Он тут же замедлился, не сумев скрыть разочарованного стона. И начал делать это так нежно… Сминая и покусывая мою грудь в обрамлении спущенного вниз лифчика и полочек так и не снятой блузы. Я кончала как из пулемета. Раз, другой, третий… Тут меня он догнал. Захрипел, взрываясь во мне серией коротких и мощных залпов. Будто только это и было правильно.
Я повисла на нем сломанной марионеткой. Без сил. Счастливая. Такая счастливая…
– Надо бы нам выбираться.
Холодной водой по раскаленной коже звучали его слова.
Еще дрожа от настигшего меня удовольствия, я перебралась на свое сиденье. Между ног неприлично чавкало, по бедрам текло. Он… Он бросил мне влажные салфетки. Как контрольный в голову. Уже неживая, я стерла с себя следы. Одернула одежду. Дождалась, пока он сделает то же самое. И уставившись прямо в черноту перед собой, заметила:
– Или мы встречаемся как нормальные люди, или, клянусь, Иван Сергеевич, это был наш последний раз.
Глава 16
Но кто ж меня послушал. Он, один черт, приперся! И плевать ему было на то, что я даже к ужину не вышла, сославшись на головную боль. Обманывать Тамару Сергеевну не хотелось, старуха сразу всполошилась, перерыла всю аптечку в поисках какой-то пилюли, но я не могла и дальше принимать участие в этом спектакле. Как и не могла его видеть.
Ручка в двери провернулась. Безрезультатно, впрочем. Я же на замок закрылась, желая тем самым продемонстрировать свекру всю серьезность моих намерений. Повисшая затем тишина оглушила. И только сердца нестройный ритм отбивал в ушах уходящие в бесконечность секунды. Неужели ушел? Ведь ушел же?
Давя желание броситься за ним следом, вцепилась в изголовье кровати. Дышала уже кое-как. Через раз. То слишком поверхностно, так что воздуха не хватало, то настолько глубоко, что в груди болело.

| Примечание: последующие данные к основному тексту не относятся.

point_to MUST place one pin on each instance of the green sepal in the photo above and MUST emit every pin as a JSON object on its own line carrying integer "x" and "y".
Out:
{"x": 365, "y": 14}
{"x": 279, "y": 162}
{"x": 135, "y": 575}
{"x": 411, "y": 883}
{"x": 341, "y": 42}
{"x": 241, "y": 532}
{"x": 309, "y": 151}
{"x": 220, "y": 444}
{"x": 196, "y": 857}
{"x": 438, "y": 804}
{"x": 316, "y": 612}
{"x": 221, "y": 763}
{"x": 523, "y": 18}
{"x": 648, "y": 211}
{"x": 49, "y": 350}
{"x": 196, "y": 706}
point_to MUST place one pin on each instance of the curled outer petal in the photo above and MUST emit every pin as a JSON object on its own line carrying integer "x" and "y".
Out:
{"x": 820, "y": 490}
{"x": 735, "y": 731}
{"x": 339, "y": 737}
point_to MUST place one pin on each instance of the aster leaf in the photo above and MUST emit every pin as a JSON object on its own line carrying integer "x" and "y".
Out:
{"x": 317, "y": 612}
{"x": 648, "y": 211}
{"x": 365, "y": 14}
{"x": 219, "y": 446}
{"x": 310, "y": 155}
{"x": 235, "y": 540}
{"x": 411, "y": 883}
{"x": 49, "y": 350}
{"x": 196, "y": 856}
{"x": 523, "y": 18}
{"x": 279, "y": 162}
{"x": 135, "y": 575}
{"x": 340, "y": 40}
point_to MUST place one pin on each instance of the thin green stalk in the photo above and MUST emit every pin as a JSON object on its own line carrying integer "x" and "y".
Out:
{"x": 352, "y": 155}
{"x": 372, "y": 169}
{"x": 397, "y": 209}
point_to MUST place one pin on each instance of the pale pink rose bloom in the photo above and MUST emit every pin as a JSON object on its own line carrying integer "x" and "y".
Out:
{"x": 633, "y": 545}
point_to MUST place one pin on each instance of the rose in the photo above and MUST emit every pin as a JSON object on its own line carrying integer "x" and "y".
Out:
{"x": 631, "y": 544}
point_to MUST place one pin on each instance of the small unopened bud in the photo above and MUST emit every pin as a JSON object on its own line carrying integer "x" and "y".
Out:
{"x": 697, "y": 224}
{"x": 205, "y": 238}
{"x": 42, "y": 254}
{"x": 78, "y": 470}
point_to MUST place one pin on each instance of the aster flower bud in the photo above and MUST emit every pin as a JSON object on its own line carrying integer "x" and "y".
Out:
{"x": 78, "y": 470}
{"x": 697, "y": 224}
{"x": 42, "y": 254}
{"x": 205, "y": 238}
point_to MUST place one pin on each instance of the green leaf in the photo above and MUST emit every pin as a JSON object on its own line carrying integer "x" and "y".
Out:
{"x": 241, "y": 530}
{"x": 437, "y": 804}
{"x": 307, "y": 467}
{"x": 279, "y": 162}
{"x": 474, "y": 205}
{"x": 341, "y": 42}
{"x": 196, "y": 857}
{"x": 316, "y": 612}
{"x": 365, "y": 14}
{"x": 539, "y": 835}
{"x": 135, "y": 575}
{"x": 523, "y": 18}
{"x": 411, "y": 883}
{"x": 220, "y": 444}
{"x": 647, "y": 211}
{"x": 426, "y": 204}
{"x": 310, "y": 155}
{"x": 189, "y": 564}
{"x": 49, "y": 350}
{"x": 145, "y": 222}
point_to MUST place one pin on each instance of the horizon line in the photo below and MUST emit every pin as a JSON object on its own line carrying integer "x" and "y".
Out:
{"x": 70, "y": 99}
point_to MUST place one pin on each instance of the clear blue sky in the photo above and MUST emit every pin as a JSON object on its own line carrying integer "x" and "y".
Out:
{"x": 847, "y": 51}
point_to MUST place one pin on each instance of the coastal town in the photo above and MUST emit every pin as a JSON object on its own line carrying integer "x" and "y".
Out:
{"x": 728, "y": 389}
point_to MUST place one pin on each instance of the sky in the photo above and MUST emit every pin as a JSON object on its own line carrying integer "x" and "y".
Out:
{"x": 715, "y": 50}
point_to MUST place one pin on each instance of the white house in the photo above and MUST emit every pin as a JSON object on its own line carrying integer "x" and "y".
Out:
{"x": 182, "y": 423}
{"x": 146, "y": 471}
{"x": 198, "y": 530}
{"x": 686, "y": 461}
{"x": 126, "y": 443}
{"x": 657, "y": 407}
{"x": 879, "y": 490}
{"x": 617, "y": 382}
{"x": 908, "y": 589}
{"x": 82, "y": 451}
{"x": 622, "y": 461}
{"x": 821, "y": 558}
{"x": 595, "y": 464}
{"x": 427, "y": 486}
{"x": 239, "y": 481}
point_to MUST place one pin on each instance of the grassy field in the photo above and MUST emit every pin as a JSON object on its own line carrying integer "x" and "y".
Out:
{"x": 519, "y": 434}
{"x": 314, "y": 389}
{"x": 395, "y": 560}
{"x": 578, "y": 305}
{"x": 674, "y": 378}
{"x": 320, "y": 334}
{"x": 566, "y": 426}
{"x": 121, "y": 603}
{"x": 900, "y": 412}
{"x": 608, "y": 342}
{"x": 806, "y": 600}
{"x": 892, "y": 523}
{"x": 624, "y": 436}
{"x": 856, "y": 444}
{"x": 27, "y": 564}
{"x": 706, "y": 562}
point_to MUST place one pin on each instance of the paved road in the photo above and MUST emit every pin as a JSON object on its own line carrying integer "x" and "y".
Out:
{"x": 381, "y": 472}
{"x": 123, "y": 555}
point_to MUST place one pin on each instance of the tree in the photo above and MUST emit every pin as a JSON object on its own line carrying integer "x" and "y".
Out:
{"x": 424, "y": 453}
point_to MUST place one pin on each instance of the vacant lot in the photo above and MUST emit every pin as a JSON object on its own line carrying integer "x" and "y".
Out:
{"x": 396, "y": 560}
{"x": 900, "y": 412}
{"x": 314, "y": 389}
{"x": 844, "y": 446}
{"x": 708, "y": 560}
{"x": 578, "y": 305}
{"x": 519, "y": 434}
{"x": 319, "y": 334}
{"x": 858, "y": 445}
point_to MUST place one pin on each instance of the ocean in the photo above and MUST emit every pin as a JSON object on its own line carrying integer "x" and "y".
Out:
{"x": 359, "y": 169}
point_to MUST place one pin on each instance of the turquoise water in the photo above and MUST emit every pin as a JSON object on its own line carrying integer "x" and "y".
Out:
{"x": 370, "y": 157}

Да что там… Боль растекалась по телу, прорастала то тут, то там метастазами. И было это абсолютно невыносимо.
А потом он все же додумался провернуть заглушку с той стороны. И хлипкая защита пала. Слух встревожили тяжелые шаги.
– Уходите!
Матрас спружинил под весом мужчины, и я, как нарочно, скатилась прямо ему под бок. Щеки коснулись теплые пальцы.
– Маш.
– Уходите, Иван Сергеевич. Я все сказала.
– Да-да. Ты сказала. А я тут подумал, к черту все это, да? Хочешь, завтра весь день проваляемся в кровати?
– Совсем допились, что ли? – всхлипнула я, зарываясь лицом в подушку.
– Нет. Нет, Маш. Я трезвый. Хочешь, дыхну? – шептал Покровский и поцелуями горячими, жадными, быстрыми целовал мои плечи.
– Не хочу. – Всхлипнула. Боялась повернуться. Боялась заглянуть ему в глаза и ничего кроме вины не увидеть. Но еще больше я боялась поверить, что он не шутит.
Пока мои мысли бились в истерике, Покровский прошелся ладонями по бокам. Сжал в ладонях попку и скользнул ниже, к нежным припухшим складкам. Давая ему больше свободы, выгнула спину.
– Вот так правильно, Машунь. Это ты хорошо придумала.
Покровский извернулся, сместился вниз, и я почувствовала его губы на ягодицах, между, внизу на губах... Ляжки позорно дрожали. Я по-бабьи охала, бесстыже толкаясь бедрами ему навстречу, а потом будто в голове прояснилось! Ну, вот что мы опять делали?
– Стой! Подожди. Секундочку…
Я вывернулась. Набрав полные легкие воздуха, дала себе… нам еще секундочку и включила ночник. Комнату залил неяркий, но все-таки свет. Зрачки Покровского отреагировали, сузившись в точки. Они поглощали всю меня, все мое внимание, как две маленькие черные дыры. Я ничего другого не видела. Только его. Отчетливо. Как он вытер тыльной стороной ладони со щек мой сок, как медленно облизнулся, не сводя с меня поплывшего, но, тем не мнее, настороженного взгляда.